Why, it was Anderson, and Hands, and you, George Merry!

And you're the last above board of that same meddling crew; and you have the Davy Jones's insolence to up and stand for cap'n over me—you, that sank the lot of us!

By the powers!

But this tops the stiffest yarn to nothing."

Silver paused, and I could see by the faces of George and his late comrades that these words had not been said in vain.

"That's for number one," cried the accused, wiping the sweat from his brow, for he had been talking with a vehemence that shook the house.

"Why, I give you my word, I'm sick to speak to you.

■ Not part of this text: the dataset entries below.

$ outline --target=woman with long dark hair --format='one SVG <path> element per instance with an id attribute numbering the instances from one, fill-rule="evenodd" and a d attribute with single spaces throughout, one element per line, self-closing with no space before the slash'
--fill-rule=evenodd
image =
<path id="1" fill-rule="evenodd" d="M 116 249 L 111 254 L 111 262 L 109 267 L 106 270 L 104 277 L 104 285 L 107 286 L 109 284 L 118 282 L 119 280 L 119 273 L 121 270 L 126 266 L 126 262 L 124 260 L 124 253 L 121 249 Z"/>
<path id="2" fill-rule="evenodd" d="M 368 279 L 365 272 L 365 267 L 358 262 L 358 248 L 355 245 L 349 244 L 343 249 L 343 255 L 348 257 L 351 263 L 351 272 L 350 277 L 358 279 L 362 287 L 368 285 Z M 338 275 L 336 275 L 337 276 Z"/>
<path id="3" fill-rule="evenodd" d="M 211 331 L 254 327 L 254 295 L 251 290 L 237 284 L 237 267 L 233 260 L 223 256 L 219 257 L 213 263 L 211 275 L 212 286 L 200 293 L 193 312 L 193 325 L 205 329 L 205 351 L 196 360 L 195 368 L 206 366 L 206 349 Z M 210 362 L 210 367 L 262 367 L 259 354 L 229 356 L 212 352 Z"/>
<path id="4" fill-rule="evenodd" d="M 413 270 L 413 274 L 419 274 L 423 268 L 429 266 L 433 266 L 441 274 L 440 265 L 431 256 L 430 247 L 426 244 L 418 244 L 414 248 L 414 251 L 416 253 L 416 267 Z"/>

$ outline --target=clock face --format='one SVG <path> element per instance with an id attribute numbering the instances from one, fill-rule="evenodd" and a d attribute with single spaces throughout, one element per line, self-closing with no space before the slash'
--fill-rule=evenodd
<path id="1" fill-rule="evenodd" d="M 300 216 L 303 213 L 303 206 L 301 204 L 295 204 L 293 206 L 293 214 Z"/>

You've neither sense nor memory, and I leave it to fancy where your mothers was that let you come to sea.

Sea!

Gentlemen o' fortune!

I reckon tailors is your trade."

"Go on, John," said Morgan.

"Speak up to the others."

"Ah, the others!" returned John.

"They're a nice lot, ain't they?

You say this cruise is bungled.

Ah! By gum, if you could understand how bad it's bungled, you would see!

We're that near the gibbet that my neck's stiff with thinking on it.

You've seen 'em, maybe, hanged in chains, birds about 'em, seamen p'inting 'em out as they go down with the tide.

'Who's that?' says one.

'That! Why, that's John Silver.

I knowed him well,' says another.

And you can hear the chains a-jangle as you go about and reach for the other buoy.

Now, that's about where we are, every mother's son of us, thanks to him, and Hands, and Anderson, and other ruination fools of you.

And if you want to know about number four, and that boy, why, shiver my timbers, isn't he a hostage?

Are we a-going to waste a hostage?

No, not us; he might be our last chance, and I shouldn't wonder.

Kill that boy?

Not me, mates!

And number three?

Ah, well, there's a deal to say to number three.

Maybe you don't count it nothing to have a real college doctor to see you every day—you, John, with your head broke—or you, George Merry, that had the ague shakes upon you not six hours agone, and has your eyes the colour of lemon peel to this same moment on the clock?

And maybe, perhaps, you didn't know there was a consort coming either?

But there is, and not so long till then; and we'll see who'll be glad to have a hostage when it comes to that.

And as for number two, and why I made a bargain—well, you came crawling on your knees to me to make it—on your knees you came, you was that downhearted—and you'd have starved too if I hadn't—but that's a trifle!

You look there—that's why!"

And he cast down upon the floor a paper that I instantly recognized—none other than the chart on yellow paper, with the three red crosses, that I had found in the oilcloth at the bottom of the captain's chest.

Why the doctor had given it to him was more than I could fancy.

But if it were inexplicable to me, the appearance of the chart was incredible to the surviving mutineers.

They leaped upon it like cats upon a mouse.

It went from hand to hand, one tearing it from another; and by the oaths and the cries and the childish laughter with which they accompanied their examination, you would have thought, not only they were fingering the very gold, but were at sea with it, besides, in safety.